Dubai: The Emirates Human Rights Association said that the trial of those convicted of being part of the Egyptian-Emirati branch of the Muslim Brotherhood was in accordance with the international human rights.
Mohammad Salem Al Kaabi, member of the board of directors, and member of the team that oversaw the case and the trial, said that the trial of the 20 Egyptian members of the Brotherhood and the 10 Emirati members was transparent, fair and public.
The statement came in a press conference held at the association’s headquarters in Dubai on Tuesday afternoon, following the Federa Court verdict that was made earlier that day in Abu Dhabi.
He added that the “convicts were given the chance throughout the duration of the trial to defend themselves personally, and through the lawyers that they, or members of their family appointed”.
Khalid Al Houssani, Secertary General of the Association, and part of the team that attended the trials, said that the convicts received all their rights that are guaranteed by the UAE law.

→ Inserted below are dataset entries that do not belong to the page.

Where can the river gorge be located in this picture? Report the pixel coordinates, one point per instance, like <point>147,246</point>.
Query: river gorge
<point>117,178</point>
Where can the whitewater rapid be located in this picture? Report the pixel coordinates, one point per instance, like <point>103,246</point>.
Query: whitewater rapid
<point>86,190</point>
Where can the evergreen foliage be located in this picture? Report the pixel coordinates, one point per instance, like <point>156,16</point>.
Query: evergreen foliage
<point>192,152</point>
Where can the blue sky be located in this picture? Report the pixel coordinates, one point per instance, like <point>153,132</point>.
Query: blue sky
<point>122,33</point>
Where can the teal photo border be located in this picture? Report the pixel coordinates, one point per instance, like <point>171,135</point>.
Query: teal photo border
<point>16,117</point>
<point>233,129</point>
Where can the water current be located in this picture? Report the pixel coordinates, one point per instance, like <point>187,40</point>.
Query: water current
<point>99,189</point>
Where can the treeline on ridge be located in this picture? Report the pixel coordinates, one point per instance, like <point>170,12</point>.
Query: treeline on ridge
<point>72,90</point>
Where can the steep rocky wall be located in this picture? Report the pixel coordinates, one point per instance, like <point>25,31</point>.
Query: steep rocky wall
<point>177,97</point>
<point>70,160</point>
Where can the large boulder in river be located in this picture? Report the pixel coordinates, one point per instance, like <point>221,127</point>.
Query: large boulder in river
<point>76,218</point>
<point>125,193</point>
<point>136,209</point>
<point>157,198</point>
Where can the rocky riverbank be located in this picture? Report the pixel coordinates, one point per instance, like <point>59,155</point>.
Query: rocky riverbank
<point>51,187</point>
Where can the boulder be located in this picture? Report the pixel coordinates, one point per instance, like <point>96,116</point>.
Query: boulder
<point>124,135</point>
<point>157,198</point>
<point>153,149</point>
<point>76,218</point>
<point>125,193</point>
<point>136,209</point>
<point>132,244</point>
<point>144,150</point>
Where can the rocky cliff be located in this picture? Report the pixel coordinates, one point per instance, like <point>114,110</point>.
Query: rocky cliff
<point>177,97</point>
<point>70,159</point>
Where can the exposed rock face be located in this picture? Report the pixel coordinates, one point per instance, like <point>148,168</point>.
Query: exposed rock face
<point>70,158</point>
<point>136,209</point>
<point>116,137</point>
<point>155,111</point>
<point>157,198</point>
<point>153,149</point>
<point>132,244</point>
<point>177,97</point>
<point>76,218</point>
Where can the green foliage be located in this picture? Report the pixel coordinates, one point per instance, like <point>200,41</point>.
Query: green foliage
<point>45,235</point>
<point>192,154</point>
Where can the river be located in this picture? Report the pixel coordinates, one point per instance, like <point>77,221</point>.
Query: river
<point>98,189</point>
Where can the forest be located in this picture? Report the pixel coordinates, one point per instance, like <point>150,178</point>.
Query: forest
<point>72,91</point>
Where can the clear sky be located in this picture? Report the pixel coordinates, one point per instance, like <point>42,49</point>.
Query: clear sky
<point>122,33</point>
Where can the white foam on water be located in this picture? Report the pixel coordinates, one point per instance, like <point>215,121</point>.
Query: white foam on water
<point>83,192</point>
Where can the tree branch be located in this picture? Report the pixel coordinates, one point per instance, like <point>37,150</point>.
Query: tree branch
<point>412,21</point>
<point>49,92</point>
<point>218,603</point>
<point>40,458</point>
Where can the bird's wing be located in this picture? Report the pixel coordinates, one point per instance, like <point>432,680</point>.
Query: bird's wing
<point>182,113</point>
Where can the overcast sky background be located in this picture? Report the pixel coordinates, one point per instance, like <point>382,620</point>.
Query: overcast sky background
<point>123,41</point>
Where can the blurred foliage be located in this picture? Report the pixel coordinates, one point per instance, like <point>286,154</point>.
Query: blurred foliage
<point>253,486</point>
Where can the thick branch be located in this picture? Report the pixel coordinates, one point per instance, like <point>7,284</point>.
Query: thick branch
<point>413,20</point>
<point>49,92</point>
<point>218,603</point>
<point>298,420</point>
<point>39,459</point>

“The same team will continue to follow up with the convicts in jail and their families, to ensure they are receiving their full rights,” Al Houssani said.
The team oversaw the trials as well as visited the convicts during the investigation period, when they were at State Security in Abu Dhabi.
Al Kaabi denied reports that the convicts were tortured. “We did not receive any complaints and we personally saw the convicts and there were no signs of torture.”
He said that from the day the convicts were arrested to the day of the verdict, everything was legal and did not breach any laws.
Jameela Rashid Al Hameli, Board member of the association, who also attended the trials said that she only received one verbal complaint from one of the convicts’ wife.
“She said that her husband did not have access to his lawyer, and that he was sick and was not receiving adequate treatment ... so I asked her to send in a written complaint to the association and gave her all the information, but she never filed,” Al Hameli said.
According to the association’s rules, the association cannot take action unless there is a written complaint.
The team also denied that the convicts had no access to lawyers.
Al Kaabi explained that there were three lawyers appointed to defend those implicated in the case. He said two of the lawyers met with the convicts, while one of the lawyers did not apply for the required permissions to visit his defendants, and that led to the complaints from the convicts that they had no access to a lawyer.
It was the lawyer’s shortcoming, Al Kaabi said, and the UAE should not be blamed for it.